该怎么办?
月姬心里问着自己。对面剩下的一名狙击手占据了主动,她和剩下的一名队友绝对不能轻举妄动。可是得想个办法捕捉到那个狙击手的位置才行。
“对面的狙带了消音器,根本无法靠声音捕捉到他的方位。”月姬家的狙击手说道,“刚才就是没有料到这一点才导致冲上去的几个人一下牺牲了。”
说完后,这名狙击手紧紧咬着牙。几名队友的牺牲都没有让他捕捉出对面那只老鼠的位置,这让他在后面做保障的情何以堪。
“所以说诱饵战术已经没用了吗?”月姬问道。
在击杀了对面的棍击手后,她听从了楚响的建议与狙击手会合了。
狙击手沉默了一会儿,然后轻轻吐了一口浊气:“诱饵战术还是有用的,不过做诱饵的对象得改变一下。”
“你的意思是……”月姬瞬间明白了对方的意思。
“只有狙击手才能了解狙击手。”这个队友说道,“我玩狙击手那么多年了,如果我上去做诱饵,只要对方朝着我射击,那么我就能瞬间捕捉到他的位置。”
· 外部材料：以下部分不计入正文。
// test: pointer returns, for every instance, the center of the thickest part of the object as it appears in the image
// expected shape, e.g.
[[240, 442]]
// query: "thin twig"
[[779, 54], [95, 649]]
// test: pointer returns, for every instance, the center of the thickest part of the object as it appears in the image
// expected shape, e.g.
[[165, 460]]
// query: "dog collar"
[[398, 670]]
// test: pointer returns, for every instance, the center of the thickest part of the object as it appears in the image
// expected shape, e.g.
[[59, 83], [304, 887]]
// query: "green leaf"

说到这里的时候,他瞄了月姬一眼:“所以,我能相信你么?”
他能确保捕捉到对面狙击手的位置,可是他无法确保用性命换来对方位置的时候,自己的这个队友能否将对面的那个人击杀。
月姬心里有些紧张,要是选择这个战略,那么这一局胜利的关键无疑落到了她的身上,深深的责任感让她不太敢做出保证。
“我会努力击杀他的。”她只能这样回答
“待会你隐藏在我身后,用雷达再扫描一次,千万别暴露位置。”队友自知现在不是纠结对方行不行的时候,目前的路只有这么一条,不走也得走。
“嗯。”月姬的手不自觉握紧了机枪。
接下来,队友扫描了一下,一个红点在他们的周围不断的移动着。
“他估计也扫描了我们的位置。”队友说道,“我们唯一的优势就是比他多了一次扫描使用的机会,三分钟内,就只有在这三分钟内解决他,机会只有这么一次,千万不要浪费!”
说完就,他立刻从楼上跳到了地上。他不能暴露的太明显,不然就暴露了他诱饵的身份,一般人绝对不可能会想到狙击手会自己做诱饵的。这个狙击手队友根据刚才扫描到的方位预测了一番对方会去的方向,然后他沿着这个方向做出一副追踪的样子,疯狂的在路上跑着。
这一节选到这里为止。